I have read after the Xiaflex injection to surgically treat Dupuytren’s contracture that moderate pressure is applied to ‘break’ the cord. Isn’t the cord a thickened tendon? In which case is there a risk of impaired flexion? Just wondered how precise is this breakage and if it would be possible to mistakenly break the tendon altogether. I would be very grateful if you could clarify this for me.
L. Al-Nufoury (med student)
The Dupuytren’s cord is not a tendon. It is composed of tendon-like material and tissue elements, but it is not a normal or per-existing tendon of the hand. Is a new structure that develops on top of the tendon, it is not normal for the hand and it is shorter than normal and so causes the affected finger to be flexed toward the palm.
This Dupuytren cord will break where it is weakened by the fibrinolytic enzymes at the site of the Xiaflex injection. Sometimes little and sometimes great force is needed to break the cord, depending on the size of the cord and the skill of the surgeon.

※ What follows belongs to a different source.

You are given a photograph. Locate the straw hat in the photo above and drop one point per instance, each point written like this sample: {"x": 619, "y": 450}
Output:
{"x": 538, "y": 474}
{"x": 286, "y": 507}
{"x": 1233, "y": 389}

A significant limitation of this procedure is that the recurrence of another tendon developing again can be rather fast; Xiaflex injections have a faster rate of Dupuytren recurrence than open or closed surgery options. For this reason the individual will have to be exposed to additional Xiaflex injections at a later time. Another problem is that Xiaflex injections can lead to accidental and permanent damage to nearby muscles, tendons, nerves and blood vessels.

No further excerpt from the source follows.